In a wrongful death suit filed in Pinellas-Pasco Circuit Court last week, Andrew L. Rhubottom said his wife, Elizabeth, 72, died in 2002 after a nurse overfed her, resulting in food being thrown up and aspirating into her lungs.

"We were constant companions," said Rhubottom, who said he is a retired lawyer and filed the suit himself. "She was my best friend and my best buddy and made life worth living. This really isn't about money. To me, it's a matter of principle."

The nurse, Maria V. Jackson, who could not be reached for comment Friday, worked for Carestaf of Florida, which provided nurses for the hospice. Rhubottom was in hospice's care, the suit said, and all three are named as defendants.

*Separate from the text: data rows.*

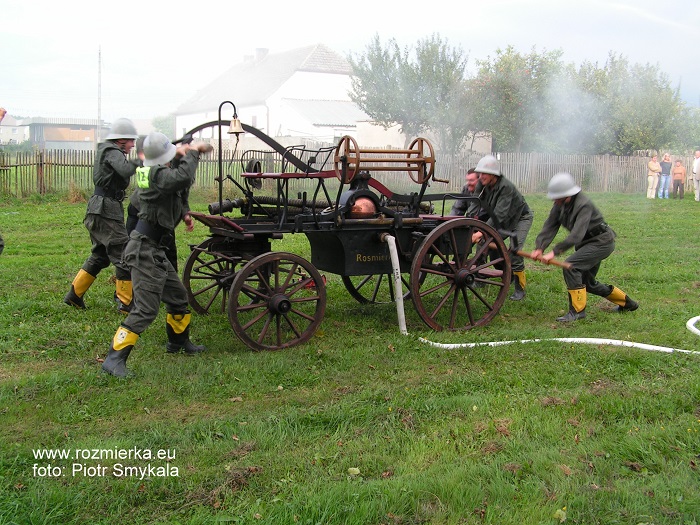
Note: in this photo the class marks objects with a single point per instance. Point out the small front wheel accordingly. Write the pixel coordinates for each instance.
(277, 300)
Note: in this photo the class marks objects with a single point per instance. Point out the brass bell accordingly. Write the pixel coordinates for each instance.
(235, 127)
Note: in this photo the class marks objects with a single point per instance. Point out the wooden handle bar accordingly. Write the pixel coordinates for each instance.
(418, 160)
(553, 262)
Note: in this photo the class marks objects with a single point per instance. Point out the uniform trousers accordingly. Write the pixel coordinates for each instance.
(585, 263)
(154, 280)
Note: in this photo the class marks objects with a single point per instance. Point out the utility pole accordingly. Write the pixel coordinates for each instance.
(98, 133)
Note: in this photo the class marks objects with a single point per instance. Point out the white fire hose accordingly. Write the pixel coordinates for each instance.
(398, 287)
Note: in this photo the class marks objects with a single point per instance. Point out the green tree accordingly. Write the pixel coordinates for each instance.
(421, 90)
(512, 92)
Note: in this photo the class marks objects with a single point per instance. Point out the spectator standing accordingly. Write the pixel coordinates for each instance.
(696, 175)
(678, 176)
(654, 168)
(665, 177)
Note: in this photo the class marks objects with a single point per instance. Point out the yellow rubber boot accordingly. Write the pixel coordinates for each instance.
(122, 345)
(177, 326)
(78, 287)
(577, 306)
(519, 282)
(622, 300)
(124, 295)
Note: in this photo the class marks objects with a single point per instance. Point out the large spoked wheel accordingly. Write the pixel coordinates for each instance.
(457, 284)
(277, 300)
(208, 274)
(374, 289)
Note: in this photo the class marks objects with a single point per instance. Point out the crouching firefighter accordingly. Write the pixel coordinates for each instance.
(153, 276)
(104, 217)
(592, 239)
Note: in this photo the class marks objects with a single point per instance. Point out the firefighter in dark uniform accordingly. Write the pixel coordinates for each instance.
(160, 210)
(104, 217)
(592, 239)
(507, 212)
(132, 211)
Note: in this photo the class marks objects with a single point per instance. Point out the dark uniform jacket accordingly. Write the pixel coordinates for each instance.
(462, 206)
(163, 190)
(583, 220)
(111, 175)
(504, 204)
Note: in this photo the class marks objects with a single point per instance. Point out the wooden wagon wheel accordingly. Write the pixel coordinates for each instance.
(457, 284)
(346, 153)
(421, 145)
(277, 300)
(208, 274)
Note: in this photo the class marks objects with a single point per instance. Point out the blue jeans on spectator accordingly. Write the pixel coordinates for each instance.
(664, 182)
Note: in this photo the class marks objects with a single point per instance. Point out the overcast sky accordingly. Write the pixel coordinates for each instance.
(155, 55)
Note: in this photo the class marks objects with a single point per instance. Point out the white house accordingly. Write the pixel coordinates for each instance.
(12, 131)
(299, 93)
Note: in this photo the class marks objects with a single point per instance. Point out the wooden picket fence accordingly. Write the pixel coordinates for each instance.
(24, 174)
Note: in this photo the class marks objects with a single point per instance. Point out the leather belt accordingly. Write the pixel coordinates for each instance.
(155, 233)
(106, 192)
(596, 230)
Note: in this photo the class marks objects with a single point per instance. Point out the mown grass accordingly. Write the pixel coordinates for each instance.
(542, 432)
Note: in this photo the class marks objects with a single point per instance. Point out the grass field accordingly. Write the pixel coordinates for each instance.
(361, 425)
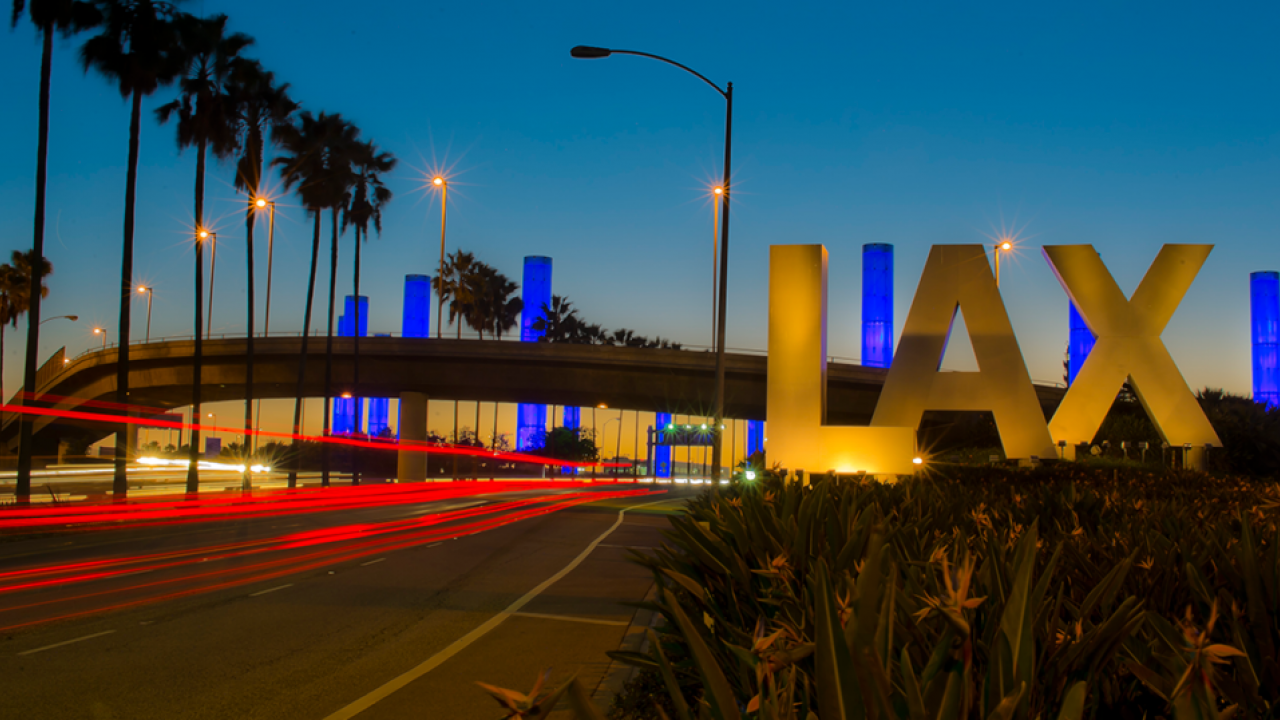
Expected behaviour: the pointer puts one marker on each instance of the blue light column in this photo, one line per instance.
(416, 320)
(1079, 342)
(754, 437)
(536, 285)
(343, 408)
(1265, 304)
(379, 409)
(877, 305)
(661, 452)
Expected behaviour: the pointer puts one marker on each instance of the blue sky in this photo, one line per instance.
(1124, 126)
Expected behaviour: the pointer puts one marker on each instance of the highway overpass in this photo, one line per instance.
(648, 379)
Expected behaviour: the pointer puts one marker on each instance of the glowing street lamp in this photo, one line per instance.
(149, 292)
(586, 51)
(1002, 246)
(270, 245)
(439, 276)
(717, 192)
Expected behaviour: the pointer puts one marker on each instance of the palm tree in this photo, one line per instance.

Hospice officials, saying they were unaware of the suit, declined to comment and Carestaf officials did not return a call.

Rhubottom said his wife suffered from ALS, commonly known as Lou Gehrig's disease, and was expected to live at least two more years. She was on a ventilator and received nutrition through a feeding tube. On Dec. 29, 2001, the lawsuit said, Jackson filled in for one of the nurses who usually cared for Rhubottom.

The suit said Jackson did not follow proper procedures for administering liquid nutrients through a feeding tube, which led to Rhubottom's stomach being "overfilled."

Once food was aspirated into Rhubottom's lungs, the suit said, Jackson could have used a device that sucks out the material, allowing her to breathe again. But Jackson did not know how to operate the device, the suit said.

Rhubottom went without oxygen for some time and lost all brain activity, her husband said. She died Jan. 17, 2002.

Andrew Rhubottom said his wife lingered in a brain-dead state before he decided to have life support pulled. But the night before that was to happen, his wife died anyway, he said.

"I was reluctant to let her go," Rhubottom said Friday. "I wanted to make sure she was really gone."

The suit seeks unspecified damages in excess of $15,000.